The high ridge, of which Cedar Mountain is the apex, runs east and west across the town. It is the water-shed, or divide, between the Great and Little Ossipee Rivers. The town is dotted all over with hills and swells, some of them hard to climb, but generally productive.

The principal river is the Great Ossipee. By estimation, the average yearly discharge is nine billion cubic feet (8 m^{3}/s), the length 33 mi, draining an area of about 240 sqmi. There is an excellent water power at Kezar Falls, the descent being 50 ft/mi.
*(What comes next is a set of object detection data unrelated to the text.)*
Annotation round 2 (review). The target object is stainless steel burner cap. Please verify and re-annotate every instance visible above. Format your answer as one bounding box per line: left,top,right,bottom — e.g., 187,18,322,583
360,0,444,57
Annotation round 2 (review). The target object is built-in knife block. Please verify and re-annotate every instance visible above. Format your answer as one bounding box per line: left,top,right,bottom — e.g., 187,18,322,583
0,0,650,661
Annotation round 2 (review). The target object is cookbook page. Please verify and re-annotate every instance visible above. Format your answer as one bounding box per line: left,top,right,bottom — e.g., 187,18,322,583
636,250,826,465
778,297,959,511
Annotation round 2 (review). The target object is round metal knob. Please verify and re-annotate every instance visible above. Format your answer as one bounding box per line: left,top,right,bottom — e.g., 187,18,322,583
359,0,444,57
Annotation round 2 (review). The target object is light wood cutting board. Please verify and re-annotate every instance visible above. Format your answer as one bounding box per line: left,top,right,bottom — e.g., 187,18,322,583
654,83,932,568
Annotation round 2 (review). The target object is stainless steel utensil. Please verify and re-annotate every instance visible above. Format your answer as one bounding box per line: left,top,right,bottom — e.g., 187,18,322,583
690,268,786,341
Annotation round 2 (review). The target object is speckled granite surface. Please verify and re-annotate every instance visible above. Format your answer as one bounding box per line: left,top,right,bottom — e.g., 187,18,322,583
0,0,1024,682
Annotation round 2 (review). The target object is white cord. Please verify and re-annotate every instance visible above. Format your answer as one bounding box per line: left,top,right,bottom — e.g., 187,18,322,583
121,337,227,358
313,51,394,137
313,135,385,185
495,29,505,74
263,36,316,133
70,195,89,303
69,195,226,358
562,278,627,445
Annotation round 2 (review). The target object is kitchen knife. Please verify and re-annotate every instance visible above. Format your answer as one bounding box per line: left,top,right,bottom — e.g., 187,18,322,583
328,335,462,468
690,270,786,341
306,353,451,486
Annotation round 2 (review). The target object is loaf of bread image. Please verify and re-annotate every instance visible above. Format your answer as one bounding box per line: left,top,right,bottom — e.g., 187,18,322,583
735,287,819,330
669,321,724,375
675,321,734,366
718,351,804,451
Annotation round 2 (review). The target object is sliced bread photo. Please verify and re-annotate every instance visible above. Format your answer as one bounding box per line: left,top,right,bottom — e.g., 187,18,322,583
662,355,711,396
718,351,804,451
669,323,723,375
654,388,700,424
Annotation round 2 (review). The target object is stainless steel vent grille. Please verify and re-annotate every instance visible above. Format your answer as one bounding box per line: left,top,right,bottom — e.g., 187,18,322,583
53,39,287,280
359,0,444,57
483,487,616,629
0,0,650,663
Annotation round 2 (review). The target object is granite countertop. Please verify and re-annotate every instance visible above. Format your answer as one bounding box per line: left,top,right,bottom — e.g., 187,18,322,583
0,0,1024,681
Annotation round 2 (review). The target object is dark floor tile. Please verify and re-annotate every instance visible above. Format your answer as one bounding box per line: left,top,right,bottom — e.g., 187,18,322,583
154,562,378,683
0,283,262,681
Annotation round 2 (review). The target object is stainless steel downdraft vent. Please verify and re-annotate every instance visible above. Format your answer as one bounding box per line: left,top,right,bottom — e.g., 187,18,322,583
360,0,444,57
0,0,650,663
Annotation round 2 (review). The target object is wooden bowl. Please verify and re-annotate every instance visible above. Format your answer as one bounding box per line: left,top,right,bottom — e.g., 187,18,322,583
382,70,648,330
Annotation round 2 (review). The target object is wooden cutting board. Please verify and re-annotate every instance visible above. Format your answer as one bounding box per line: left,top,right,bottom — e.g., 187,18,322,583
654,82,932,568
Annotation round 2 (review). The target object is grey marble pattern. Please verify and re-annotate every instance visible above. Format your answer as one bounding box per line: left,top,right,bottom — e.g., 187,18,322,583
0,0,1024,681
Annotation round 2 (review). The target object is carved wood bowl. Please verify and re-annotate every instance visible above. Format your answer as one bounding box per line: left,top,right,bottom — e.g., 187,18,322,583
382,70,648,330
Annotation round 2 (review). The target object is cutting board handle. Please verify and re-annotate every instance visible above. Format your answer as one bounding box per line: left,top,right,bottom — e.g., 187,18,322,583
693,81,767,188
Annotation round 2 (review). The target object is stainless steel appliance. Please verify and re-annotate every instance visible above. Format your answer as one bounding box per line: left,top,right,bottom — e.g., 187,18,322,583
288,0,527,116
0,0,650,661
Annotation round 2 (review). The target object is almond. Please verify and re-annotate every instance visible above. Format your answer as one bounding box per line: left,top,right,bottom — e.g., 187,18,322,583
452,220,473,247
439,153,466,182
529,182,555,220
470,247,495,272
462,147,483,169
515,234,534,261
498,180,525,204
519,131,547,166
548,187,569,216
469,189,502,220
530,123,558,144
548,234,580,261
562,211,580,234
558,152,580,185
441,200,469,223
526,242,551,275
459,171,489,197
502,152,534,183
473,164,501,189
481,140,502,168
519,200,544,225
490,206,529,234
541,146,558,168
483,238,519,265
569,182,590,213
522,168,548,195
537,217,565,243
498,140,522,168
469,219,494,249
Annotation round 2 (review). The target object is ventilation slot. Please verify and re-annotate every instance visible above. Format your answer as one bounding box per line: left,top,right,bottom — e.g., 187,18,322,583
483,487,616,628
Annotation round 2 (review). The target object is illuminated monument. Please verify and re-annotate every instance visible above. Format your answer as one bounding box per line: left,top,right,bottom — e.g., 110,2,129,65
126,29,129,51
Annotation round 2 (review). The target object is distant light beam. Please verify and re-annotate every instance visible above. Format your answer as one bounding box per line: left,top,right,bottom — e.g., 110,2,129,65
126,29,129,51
South River is next in size. It enters the Ossipee above Porter Bridge. The privilege at Lord's mills is the best within the town. The Bickford and Blaisdall mill streams run into the Little Ossipee. Smaller brooks are found in all parts of the town. It would be hard to find a lot of land not having one or more living springs, and as many never failing rivulets.

A small part of Province Pond is in Parsonsfield. The state line is 1/4 mi from the eastern shore, and the distance across, by that line, is about 1 mi. Long Pond, in the northeast, is a beautiful sheet of water, 1.5 mi long, and about one-third (800 m) that in width. West Pond, separated from Long Pond by a ridge, is nearly half as large. Smaller ponds are found among the hills.

Coarse granite rock projects here and there, but surface ledges cover only a small part of the town. Less than half the wells extend down to the rock bed. The prevailing soil may be denominated granite. There are patches of sand, but clay, even of inferior quality, is scarce. From one to two feet (300 to 600 mm) below the surface there is a hard pan or subsoil.

There are but few swamps or bog meadows, for the reason that the surface is tilted this, that, and every way, but valuable intervales lie along the brooks and rivers.

There are very few farms without stones enough to fence them. A large surplus of this imperishable fence material is the rule.

The original forest growth was maple, beech, hemlock, pine, birch, oak, and ash, with scores of other trees interspersed. Each variety prevailing in its favored locality, but not holding exclusive possession of a single farm. Where a second growth has been allowed to spring up, the soft woods in many cases have succeeded the hard, while the hard has been followed by soft. It is known that the present growth is a little more mixed than the first.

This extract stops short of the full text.